ESPN enters sports betting in a deal complicated by Disney’s desire to maintain its family-friendly image.

ESPN enters sports betting in a deal complicated by Disney's desire to maintain its family-friendly image.

ESPN and Penn National Gaming Strike Deal

ESPN and Penn National Gaming Strike Deal

Penn National Gaming has announced a groundbreaking deal with ESPN that will see the popular sports betting company rebrand its Barstool sportsbook with the ESPN Bet name in the United States. Under the terms of the agreement, Penn will have exclusive rights to use the ESPN Bet name for ten years in the US market, while continuing to operate as theScore Bet in Canada. The news sent Penn shares soaring as much as 35% in after-market trading, while rival sports-betting operator DraftKings Inc. saw a dip of up to 10%. Disney shares, however, remained largely unchanged.

The deal also includes the sale of all of Penn National Gaming’s Barstool Sports Inc. subsidiary to David Portnoy, the founder of the popular sports and pop culture media company. In exchange for this acquisition, Penn will receive a non-compete agreement from Portnoy, as well as other agreements that grant Penn the right to receive half of the proceeds from any future sale of Barstool.

In addition to the rebranding and sale, Penn National Gaming will make cash payments totaling $1.5 billion over the ten-year term of the deal, and will grant ESPN $500 million of warrants to purchase Penn shares. ESPN, on the other hand, will have the right to designate a non-voting board observer at Penn.
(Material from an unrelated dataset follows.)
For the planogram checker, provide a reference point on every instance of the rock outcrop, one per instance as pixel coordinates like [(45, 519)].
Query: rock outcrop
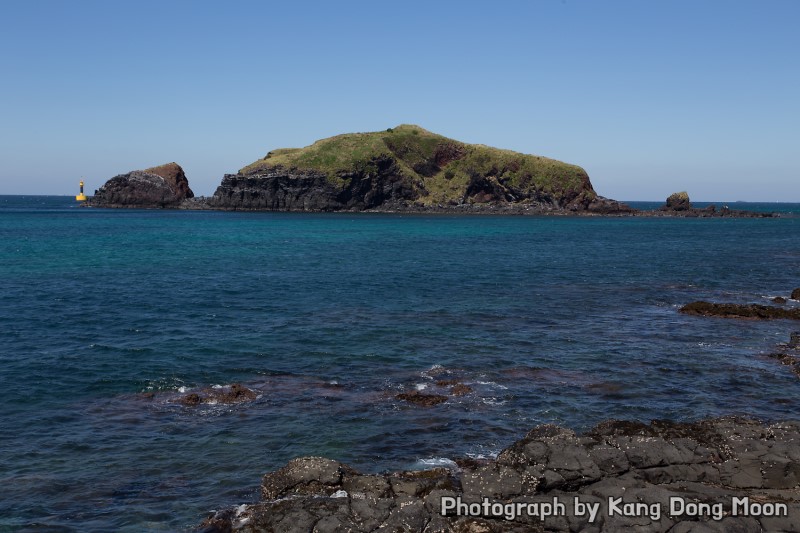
[(753, 311), (678, 201), (407, 169), (281, 189), (728, 474), (156, 187), (678, 204)]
The potential benefits of this agreement are significant, as Penn estimates that it could generate between $500 million and $1 billion in annual earnings before interest, taxes, depreciation, and amortization.

This partnership marks an important move for ESPN, which has already been dipping its toes into the world of sports gambling through betting-related shows and marketing deals. However, this deal allows ESPN to step further into the sports betting arena without taking actual bets. In 2019, Disney, ESPN’s parent company, acquired a stake in DraftKings as part of its purchase of Fox’s entertainment assets.

The decision to partner with Penn National Gaming and rebrand the Barstool sportsbook indicates ESPN’s efforts to generate new sources of revenue. With the increasing number of customers canceling traditional cable-TV service, ESPN recognizes the need to adapt and capitalize on the growing interest in sports betting. However, the company must be cautious not to compromise its family-friendly image, which is highly valued by Disney.

The affiliation with Barstool has not been without its challenges. While the acquisition of Barstool helped Penn National Gaming reach a younger audience and strengthen its presence in the media and gambling industry, it also attracted unwanted attention. Last year, sexual misconduct claims against Portnoy led to regulatory investigations into Penn’s operations in some states. Earlier this year, Barstool faced a $250,000 fine in Ohio for breaking rules on advertising near a college campus and targeting customers under 21.

David Portnoy acknowledged the difficulties faced by Barstool in a video posted on social media, stating that they had underestimated the challenges of operating in a regulated environment. He also emphasized that they had no plans to sell Barstool sports again and expressed his excitement about the new partnership, saying, “For the first time in forever, we don’t need to watch what we say, how we talk, what we do. It’s back to the pirate ship.”

The collaboration between ESPN and Penn National Gaming will undoubtedly shake up the sports betting market in the US. With ESPN’s wide reach in media and Penn’s experience in the gambling industry, this partnership has the potential to create a powerful and innovative player in the market. As sports betting continues to grow and evolve, this deal could be a game-changer for both companies and pave the way for further developments in the industry.